PPO and ACKTR Methods in RL

5 minute read

Published: April 22, 2020

Introduction

Vanilla Policy Gradient methods are high variance and can lead to convergence issues as policies might change too drastically with certain gradient steps. Trust Region Policy Optimisation (TRPO) is a method that uses natural gradients to take the largest step while ensuring improvement in policy performance. Natural policy gradient involves a second-order derivative matrix which makes it not scalable for large scale problems as calculating the inverse of this matrix is computationally very costly.

fisher matrix

There are two approaches to address this problem:

Approximate some calculations involving the second order derivative and its inverse to lower the computational complexity, or
Make the first order derivative solution, like the gradient descent, closer to the second-order derivative solution by adding soft constraints.

Proximal Policy Optimisation (PPO)

PPO is an on-policy algorithm. It is a family of first-order methods that use a few other tricks to keep new policies close to old. PPO methods are significantly simpler to implement, and empirically seem to perform at least as well as TRPO. There are two primary variants of PPO: PPO-Penalty and PPO-Clip.

PPO-Penalty approximately solves a KL-constrained update like TRPO, but penalizes the KL-divergence in the objective function instead of making it a hard constraint, and automatically adjusts the penalty coefficient over the course of training so that it’s scaled appropriately.
PPO-Clip doesn’t have a KL-divergence term in the objective and doesn’t have a constraint at all. Instead relies on specialized clipping in the objective function to remove incentives for the new policy to get far from the old policy.

PPO with Adaptive KL Penalty

It changes the objective function to include the KL divergence as a soft constraint

$maximize_{\theta} E_{t}[ \frac{\pi_{\theta(a_t | s_t)}}{\pi_{\theta_{old}(a_t | s_t)}}A_t] \space - \space \beta D_{KL}(\pi_{\theta_{old}}(.|s)||\pi_{\theta}(.||s))]$

$\beta$ controls the weight of the penalty. It penalizes the objective if the new policy is different from the old policy.

Algorithm

PPO with Clipped Objective

There are 2 policy networks, the first is the current policy that we want to improve and the second is the policy we last used to collect samples.

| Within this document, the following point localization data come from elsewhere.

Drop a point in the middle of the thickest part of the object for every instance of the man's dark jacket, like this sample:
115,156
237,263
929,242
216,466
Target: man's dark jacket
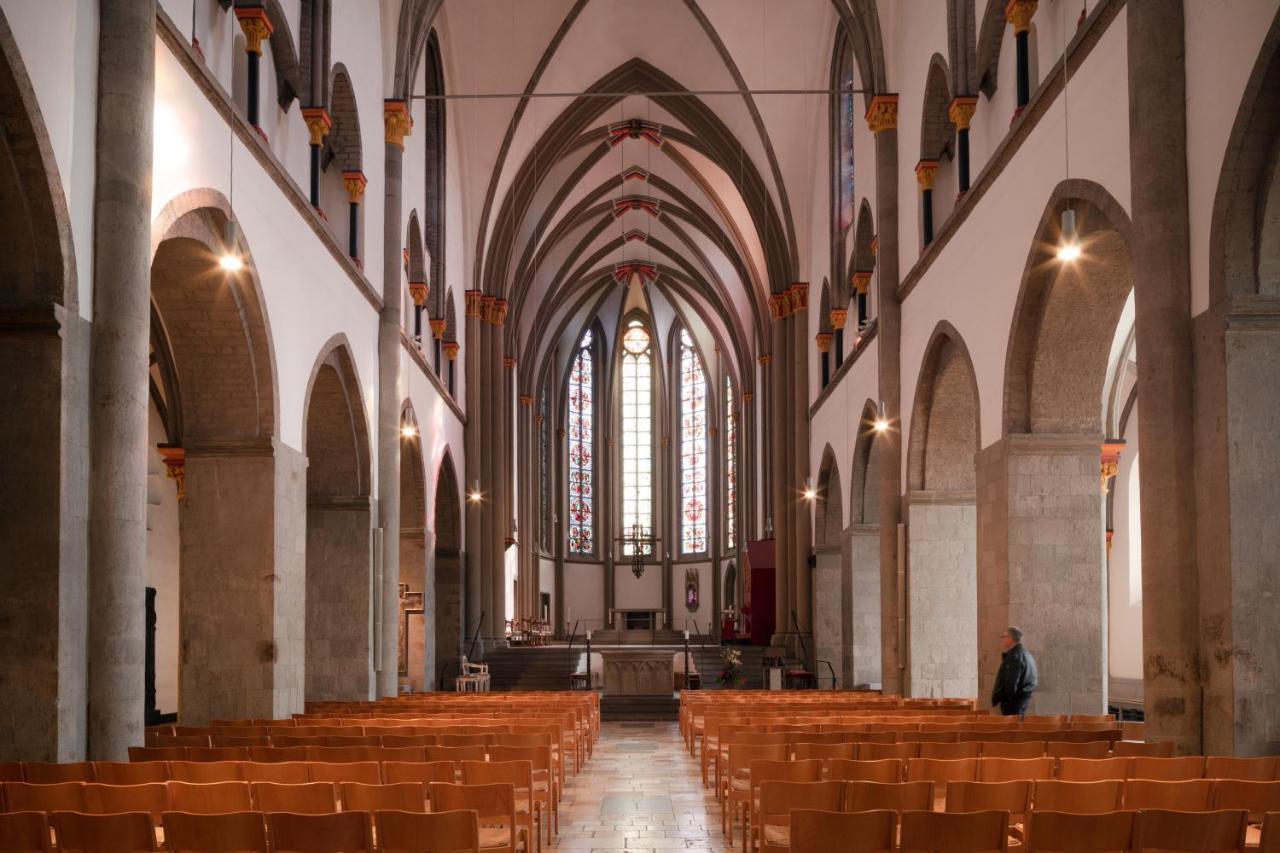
1015,680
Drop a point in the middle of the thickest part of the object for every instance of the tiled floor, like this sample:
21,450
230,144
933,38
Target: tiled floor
640,792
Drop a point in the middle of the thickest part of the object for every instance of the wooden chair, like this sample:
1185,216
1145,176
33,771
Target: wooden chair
126,833
817,831
1078,798
887,770
457,831
896,797
1191,796
59,797
24,831
944,833
306,798
1065,833
117,799
1143,749
1013,749
1191,831
215,833
398,797
772,828
40,772
210,798
494,807
334,833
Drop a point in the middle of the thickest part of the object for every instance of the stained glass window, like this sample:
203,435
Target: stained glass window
730,466
581,457
693,448
636,436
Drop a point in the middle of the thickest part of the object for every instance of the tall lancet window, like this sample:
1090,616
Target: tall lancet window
581,457
636,436
730,466
693,448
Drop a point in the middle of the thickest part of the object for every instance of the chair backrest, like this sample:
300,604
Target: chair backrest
881,751
115,799
24,831
40,772
400,797
1013,797
1168,769
899,797
1257,798
778,798
362,771
1013,749
887,770
1011,769
1143,748
824,751
453,831
334,833
1065,833
1092,749
126,833
215,833
1189,796
58,797
954,833
306,798
1247,769
210,798
827,831
1194,831
1093,769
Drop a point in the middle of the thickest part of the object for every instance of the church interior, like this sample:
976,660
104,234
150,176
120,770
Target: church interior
739,386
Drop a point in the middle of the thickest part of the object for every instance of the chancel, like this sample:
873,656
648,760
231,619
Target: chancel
607,377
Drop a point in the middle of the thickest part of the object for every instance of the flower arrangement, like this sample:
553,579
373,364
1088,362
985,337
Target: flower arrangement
731,666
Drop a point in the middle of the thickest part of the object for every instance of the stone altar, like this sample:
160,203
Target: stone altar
638,671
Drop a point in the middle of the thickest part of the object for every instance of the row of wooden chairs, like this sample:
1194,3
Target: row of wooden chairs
810,830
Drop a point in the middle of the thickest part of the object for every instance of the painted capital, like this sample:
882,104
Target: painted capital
176,468
256,26
419,291
1020,13
924,173
882,113
355,183
961,109
397,123
319,123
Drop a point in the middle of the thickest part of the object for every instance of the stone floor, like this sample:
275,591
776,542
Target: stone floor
640,792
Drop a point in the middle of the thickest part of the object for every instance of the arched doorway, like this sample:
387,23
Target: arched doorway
1041,514
942,537
42,343
338,607
448,568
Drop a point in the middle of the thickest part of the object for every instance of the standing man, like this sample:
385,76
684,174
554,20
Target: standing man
1018,678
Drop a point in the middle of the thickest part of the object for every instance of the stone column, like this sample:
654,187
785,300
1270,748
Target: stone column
118,378
801,530
882,121
474,543
1161,277
396,124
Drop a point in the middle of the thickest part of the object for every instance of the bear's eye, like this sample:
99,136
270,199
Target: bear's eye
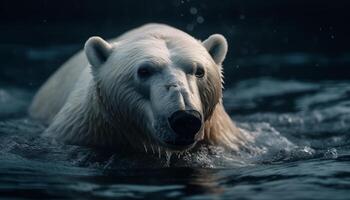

$\theta_{k+1} = argmax_{\theta} E_{s,a \sim \pi_{\theta_{k}}} [L(s,a,\theta_{k}, \theta)]$

typically we take multiple steps of SGD to maximise this objective. Here L is given by

$L(s,a,\theta_{k}, \theta) = min( \frac{ \pi_{\theta}(a|s)}{ \pi_{\theta_{k}}(a|s)} A^{\pi_{\theta_k}}(s,a), clip( \frac{ \pi_{\theta}(a|s)}{ \pi_{\theta_{k}}(a|s)} , 1- \epsilon, 1 + \epsilon) A^{\pi_{\theta_k}}(s,a)$

where $\epsilon$ which is a hyperparameter that decides how far away the new policy is allowed to go from the old policy. We can also write the equation as

$L(s,a,\theta_{k}, \theta) = min( \frac{ \pi_{\theta}(a|s)}{ \pi_{\theta_{k}}(a|s)} A^{\pi_{\theta_k}}(s,a), g(\epsilon , A^{\pi_{\theta_k}}))$

where

$g(\epsilon , A^{\pi_{\theta_k}}) = (1+ \epsilon) A^{\pi_{\theta_k}} \quad if A \ge 0$

$g(\epsilon , A^{\pi_{\theta_k}}) = (1- \epsilon) A^{\pi_{\theta_k}} \quad if A \lt 0$

Advantage is positive: Suppose the advantage for that state-action pair is positive, in which case its contribution to the objective reduces to

$L(s,a,\theta_{k}, \theta) = min( \frac{ \pi_{\theta}(a|s)}{ \pi_{\theta_{k}}(a|s)}, (1+ \epsilon))A^{\pi_{\theta_k}}$

Because the advantage is positive, the objective will increase if the action becomes more likely that is, if $\pi_{\theta}(a|s)$ increases. But the min in this term puts a limit to how much the objective can increase. Once $\pi_{\theta}(a|s) > (1+\epsilon) \pi_{\theta_k}(a|s)$ , the min kicks in and this term hits a ceiling of $(1+\epsilon) A^{\pi_{\theta_k}}(s,a)$ . Thus: the new policy does not benefit by going far away from the old policy.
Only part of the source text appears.